Kai moved through it unnoticed. He liked it that way.

He ducked into an alley lined with peeling posters and humming transformers. At its end, stacked like cargo crates, stood his coffin apartment block. Hundreds of steel boxes pressed together, each barely wide enough for a bed, stacked twenty stories high like a hive of forgotten drones. His was on the seventh level. He climbed the rusted stairs, passed the flickering communal lights, and keyed open the door to Unit 7-34.

Inside was a box. Three steps from wall to wall. Bed shoved against the far end, a counter with a cracked water dispenser, a single light flickering overhead. But against the wall sat something that didn't belong in this coffin: a nest of wires, screens, and processors stitched together from scavenged tech. At the center: a battered neural rig, its chrome helmet scarred with years of use, cables spilling like veins across the floor.

Kai sat down and exhaled. The invisibility cloak of his day-life fell away like shed skin.

His eyes sharpened. His posture straightened. A smile tugged at his lips—not the shy, apologetic curl his coworkers saw, but the cold, knowing grin of a predator.

He lowered the rig over his head.

> Connection Established.

Welcome to the Shadow Net.

The room flooded with electric blue as the monitors lit. Code cascaded down, glyphs rearranging into strings of encrypted messages. Across the secure channels, avatars appeared—masked, distorted, hidden. Gangs. Mercenaries. Smugglers. Black-market brokers. A chorus of voices crackled to life, each filtered through audio scramblers.

And all of them were waiting for him.

To them, he was a whisper. A ghost. The Shadow Net—the faceless conductor of chaos who could turn riots into revolutions and gang wars into massacres with a few carefully placed messages. None of them knew who he was. None of them knew if Shadow Net was even human.

That was the point.

Kai's smile sharpened as the voices clashed for attention:

"The Chrome Fangs are moving on the south docks tonight—"

"We've got intel the Steel Vultures are working with CorpSec—"

"Orders, boss. Just say the word and the streets burn."

Kai leaned back in his chair, listening, parsing every desperate voice. Each of them thought they served Shadow Net directly. Each believed they were his most trusted ally. None suspected they were just pawns on a board only he could see.

He flicked a finger across the rig's holo-keys. Windows rearranged. Street maps glowed. Gang territories lit up in bloody red and burning orange. Corporate patrol routes shimmered in pale blue.
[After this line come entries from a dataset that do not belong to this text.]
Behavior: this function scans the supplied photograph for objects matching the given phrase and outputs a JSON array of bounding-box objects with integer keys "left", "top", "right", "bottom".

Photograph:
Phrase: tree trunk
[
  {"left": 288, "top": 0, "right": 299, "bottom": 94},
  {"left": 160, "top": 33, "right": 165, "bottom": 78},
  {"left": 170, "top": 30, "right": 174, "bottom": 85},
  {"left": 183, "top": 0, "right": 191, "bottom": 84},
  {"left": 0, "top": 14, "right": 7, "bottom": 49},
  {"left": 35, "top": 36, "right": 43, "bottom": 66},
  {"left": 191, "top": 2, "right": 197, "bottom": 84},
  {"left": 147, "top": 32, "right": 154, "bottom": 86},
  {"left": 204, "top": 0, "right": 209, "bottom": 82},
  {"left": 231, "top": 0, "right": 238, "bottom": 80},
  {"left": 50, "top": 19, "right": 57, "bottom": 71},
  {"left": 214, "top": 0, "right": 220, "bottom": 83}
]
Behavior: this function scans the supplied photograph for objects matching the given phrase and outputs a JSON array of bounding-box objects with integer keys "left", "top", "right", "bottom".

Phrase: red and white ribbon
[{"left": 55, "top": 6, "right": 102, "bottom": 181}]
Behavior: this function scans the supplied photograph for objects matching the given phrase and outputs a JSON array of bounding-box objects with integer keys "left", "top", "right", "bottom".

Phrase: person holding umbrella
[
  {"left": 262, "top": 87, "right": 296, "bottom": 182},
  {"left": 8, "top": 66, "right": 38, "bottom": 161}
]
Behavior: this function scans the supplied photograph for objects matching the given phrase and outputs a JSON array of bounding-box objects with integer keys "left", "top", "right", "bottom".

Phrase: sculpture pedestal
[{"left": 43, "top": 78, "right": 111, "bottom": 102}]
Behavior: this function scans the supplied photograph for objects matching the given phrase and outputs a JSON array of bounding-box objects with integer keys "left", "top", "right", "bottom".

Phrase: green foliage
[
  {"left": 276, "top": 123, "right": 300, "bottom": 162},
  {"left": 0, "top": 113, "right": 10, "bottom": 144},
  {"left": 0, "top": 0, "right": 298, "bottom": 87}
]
It was a city of data, pulsing, alive—and it belonged to him.

His modulated voice rolled through the channel, low and resonant.

"Tonight, the docks," he said. "Chrome Fangs push south. Steel Vultures will intercept, but not before drawing CorpSec's eye. Keep the bodies loud. Make it look like turf war."

"Yes, boss," a dozen voices chorused, eager and loyal.

Kai's grin widened. If done right, the fight would cripple two gangs, bleed the megacorps' security, and leave a vacuum only his hidden allies could fill. A single move, three outcomes.

"Let the city twitch," he whispered.

The call ended. The screens dimmed. Outside, Erevos roared with its endless hunger.

And in a coffin-sized room no one cared about, an invisible office drone leaned back in his chair and savored the silence.

No one at NexCorps would remember Kai Veyl's name tomorrow.

But in the shadows of the city, his legend was already writing itself.